A Causal Transformation Model for Interval-Censored Data with Unobserved Confounding
To estimate the baseline survival function, we employ monotonic P-splines, ensuring smooth and reliable estimation. Regularization techniques, such as ridge penalties, are applied to control the effects of binary or categorical instruments, while interactions between treatment and modifier variables are incorporated to accommodate potential heterogeneity in treatment effects across subgroups. A key causal measure provided by this approach is the survival average treatment effect, offering an intuitive and interpretable summary of treatment impact.
Parameter estimation is performed using a computationally efficient and stable penalized maximum likelihood estimation method, with associated inferential results enabling the construction of confidence intervals. To illustrate the practical utility of the proposed framework, we analyse data from the Prostate, Lung, Colorectal, and Ovarian Cancer Screening Trial.
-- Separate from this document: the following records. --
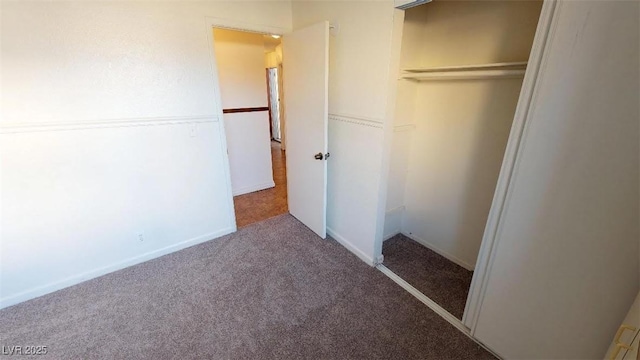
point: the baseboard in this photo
(76, 279)
(357, 252)
(248, 189)
(430, 246)
(390, 235)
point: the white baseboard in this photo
(357, 252)
(76, 279)
(252, 188)
(439, 251)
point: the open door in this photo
(306, 80)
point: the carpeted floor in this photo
(273, 290)
(441, 280)
(261, 205)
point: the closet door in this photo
(565, 265)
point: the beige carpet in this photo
(273, 290)
(442, 280)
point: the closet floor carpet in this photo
(272, 290)
(432, 274)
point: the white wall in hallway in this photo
(110, 130)
(241, 72)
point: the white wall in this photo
(565, 268)
(241, 71)
(462, 126)
(360, 57)
(118, 89)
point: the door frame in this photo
(210, 24)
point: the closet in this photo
(462, 66)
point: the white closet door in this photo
(565, 265)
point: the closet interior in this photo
(462, 67)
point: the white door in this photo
(306, 79)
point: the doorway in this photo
(252, 119)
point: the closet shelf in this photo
(481, 71)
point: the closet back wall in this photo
(461, 126)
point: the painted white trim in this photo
(433, 306)
(439, 251)
(357, 120)
(11, 128)
(344, 242)
(249, 189)
(405, 127)
(76, 279)
(528, 96)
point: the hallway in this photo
(260, 205)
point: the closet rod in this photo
(464, 75)
(514, 65)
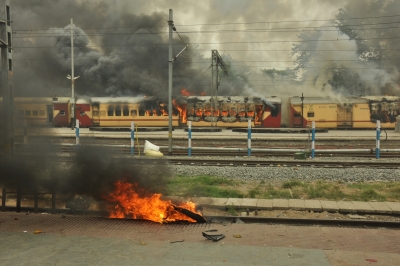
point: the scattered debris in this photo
(238, 221)
(214, 238)
(177, 241)
(355, 216)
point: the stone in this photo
(280, 204)
(235, 202)
(218, 202)
(313, 205)
(346, 206)
(296, 204)
(264, 204)
(394, 206)
(363, 207)
(249, 203)
(380, 207)
(329, 206)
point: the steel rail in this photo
(303, 221)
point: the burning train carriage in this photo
(37, 111)
(121, 111)
(61, 112)
(350, 112)
(234, 111)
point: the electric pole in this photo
(6, 78)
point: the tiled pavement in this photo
(84, 240)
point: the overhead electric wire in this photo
(291, 29)
(232, 23)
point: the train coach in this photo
(344, 113)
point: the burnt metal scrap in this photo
(214, 238)
(195, 216)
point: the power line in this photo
(232, 23)
(291, 29)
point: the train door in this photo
(297, 118)
(96, 115)
(344, 116)
(50, 113)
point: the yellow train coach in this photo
(121, 111)
(349, 112)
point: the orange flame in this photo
(129, 201)
(182, 111)
(185, 92)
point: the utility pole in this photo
(170, 62)
(6, 78)
(216, 60)
(72, 78)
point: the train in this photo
(205, 111)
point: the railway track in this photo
(225, 162)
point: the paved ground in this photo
(181, 134)
(83, 240)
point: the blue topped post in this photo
(77, 131)
(249, 138)
(313, 139)
(189, 138)
(132, 138)
(378, 139)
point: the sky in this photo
(121, 46)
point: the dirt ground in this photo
(300, 214)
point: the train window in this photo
(110, 111)
(117, 111)
(125, 111)
(274, 111)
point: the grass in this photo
(209, 186)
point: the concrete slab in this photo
(363, 207)
(380, 207)
(249, 203)
(329, 206)
(218, 202)
(296, 204)
(313, 205)
(346, 206)
(203, 201)
(264, 204)
(235, 202)
(394, 206)
(280, 204)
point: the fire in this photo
(185, 92)
(129, 201)
(182, 111)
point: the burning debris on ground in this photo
(121, 190)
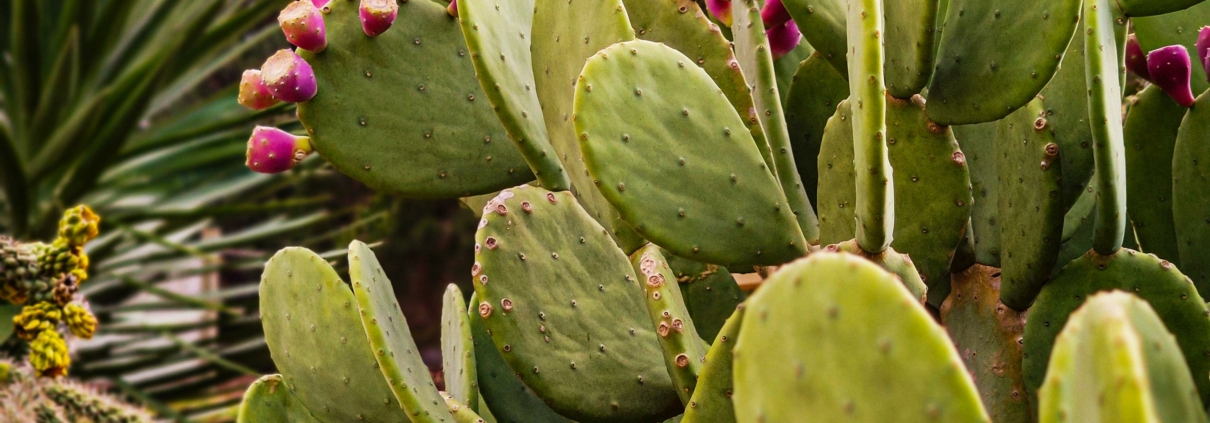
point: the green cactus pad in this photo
(986, 334)
(712, 400)
(684, 349)
(318, 343)
(1115, 361)
(563, 41)
(836, 174)
(978, 143)
(1150, 138)
(1175, 28)
(710, 294)
(817, 311)
(1158, 282)
(675, 161)
(457, 349)
(755, 58)
(449, 144)
(813, 96)
(979, 77)
(1191, 192)
(1031, 212)
(822, 23)
(269, 400)
(564, 308)
(683, 25)
(499, 34)
(391, 339)
(502, 393)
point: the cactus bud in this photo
(303, 24)
(721, 10)
(271, 150)
(1136, 61)
(1204, 50)
(378, 16)
(288, 76)
(782, 39)
(775, 13)
(1169, 69)
(253, 92)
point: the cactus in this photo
(1115, 361)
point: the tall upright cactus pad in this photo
(565, 35)
(710, 294)
(457, 349)
(1150, 139)
(499, 34)
(1031, 210)
(269, 400)
(817, 311)
(507, 398)
(1152, 279)
(712, 399)
(978, 143)
(564, 307)
(1115, 361)
(987, 336)
(449, 145)
(316, 339)
(1176, 28)
(754, 56)
(680, 24)
(391, 339)
(675, 160)
(875, 192)
(1191, 193)
(978, 79)
(814, 93)
(684, 349)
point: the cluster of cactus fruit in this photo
(933, 192)
(45, 279)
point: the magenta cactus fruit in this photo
(782, 39)
(720, 10)
(253, 92)
(288, 76)
(1136, 61)
(1170, 69)
(303, 24)
(378, 16)
(271, 150)
(775, 13)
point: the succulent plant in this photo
(972, 206)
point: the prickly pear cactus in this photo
(873, 353)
The entire modelling framework is implemented in the R package GJRM, facilitating easy application for researchers and practitioners interested in causal inference for survival data with interval censoring and unobserved confounding.
1. Propose a flexible transformation structural model that can estimate a cuasl effect of a binary treatment on on a time-to-event outcome subject to interval censoring.
2. Apply the novel approach to data from the Prostate, Lung, Colorectal, and Ovarian Cancer Screening Trial.
3. Estimate the causal effect of flexible sigmoidoscopy in reducing the risk of colorectal
cancer occurrence as compared to the usual care.
4. Implement the framework in the R package GJRM, facilitating easy application for researchers and practitioners interested in causal inference for survival data with interval censoring and unobserved confounding.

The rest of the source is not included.